I felt a shock of anger ripple through me. My father had agreed; I had not. But I had no choice. I was still subject to my father’s rule. I smiled coldly, trying to mask my irritation with false charm. “Then I’ll look forward to it.”
“Right.” Graybull looked from me to Tom with a rival’s appraising stare. I thought he seemed to be sizing things up. Tom met Graybull’s eyes without hesitation.
I wanted Graybull to be on his way. “Then I’ll see you this evening.”
He tipped his hat. “Cheerio.” He nodded curtly to Tom and sauntered on up the hill.
“Do you know him well?” Tom asked, when Graybull was out of earshot.
“We met on
the coach.”
“I don’t like him.”
“Oh?”
“I don’t like the way he talked about ‘bagging’ a bear.”
I bit my lip to keep from smiling. I didn’t like Graybull either, but Tom’s comment hinted of jealousy. Perhaps he did like me, after all. I wanted him to feel that jealousy. “He’s a sportsman. He said he’d been on many safaris.”

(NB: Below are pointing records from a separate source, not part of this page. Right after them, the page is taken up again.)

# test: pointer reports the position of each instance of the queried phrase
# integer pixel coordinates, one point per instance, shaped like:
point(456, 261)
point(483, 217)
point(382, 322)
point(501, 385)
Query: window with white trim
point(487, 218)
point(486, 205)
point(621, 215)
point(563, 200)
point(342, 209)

“Now I really don’t like him.” Tom looked at me, his face dark. “The Lakota view the grizzly as a sacred totem. Grizzlies are the biggest predator in North America. We assume we’re better just because we have guns.”

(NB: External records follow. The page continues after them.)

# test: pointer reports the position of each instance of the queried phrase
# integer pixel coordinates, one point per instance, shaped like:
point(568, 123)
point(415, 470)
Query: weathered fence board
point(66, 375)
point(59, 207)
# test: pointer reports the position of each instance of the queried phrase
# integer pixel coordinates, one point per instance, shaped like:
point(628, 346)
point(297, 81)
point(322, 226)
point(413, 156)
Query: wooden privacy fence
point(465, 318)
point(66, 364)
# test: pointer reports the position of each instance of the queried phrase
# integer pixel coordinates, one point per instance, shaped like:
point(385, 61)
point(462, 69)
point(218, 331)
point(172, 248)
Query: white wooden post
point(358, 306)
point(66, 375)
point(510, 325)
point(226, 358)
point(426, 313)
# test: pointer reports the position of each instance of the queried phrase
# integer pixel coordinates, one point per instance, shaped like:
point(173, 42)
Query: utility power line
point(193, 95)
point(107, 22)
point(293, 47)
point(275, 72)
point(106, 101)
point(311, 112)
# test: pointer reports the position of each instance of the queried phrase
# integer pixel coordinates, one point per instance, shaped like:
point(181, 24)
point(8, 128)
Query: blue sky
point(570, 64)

The bear rug that graced the floor in Grandpapa’s smoking room came to mind, something I decided I would not wish Tom to discover. I asked, uncertain, “It’s not illegal to hunt them. Is it?”
I barely had the words out before he responded. “Does it have to be illegal to be bad?”
I had done it again—I came across as an idiot. “No. Of course not.” I only wanted him to like me. I reached. “They are fascinating. The bears.”
I glanced at his profile; a small smile curled his lips. “They are,” he said without looking at me. I took a breath. He twisted the sample bag in his hands. “I guess we have to postpone that ice cream.”
Now my disappointment was deep. I’d rather be with Tom than that awful Graybull. I resented the missed opportunity. “Maybe tomorrow? Tomorrow at noon?” I spoke so quickly I didn’t grasp how desperate I sounded. I bit my lip to keep from saying yet another stupid thing.
“That’s great with me.” His smile made me feel light-headed. And did I detect a mirror to my eagerness? A thrill crept through me at the thought. “Shall I pick you up at the National?”
The drop back into reality was swift and hard. I looked at the white sinter at my feet. I had to tell him. “We’re not at the National. Things have . . . changed. We’re at the Cottage.” I glanced up. I saw no judgment in his eyes, just kindness. I sighed. “It’s quaint. Kind of rustic.” I shrugged.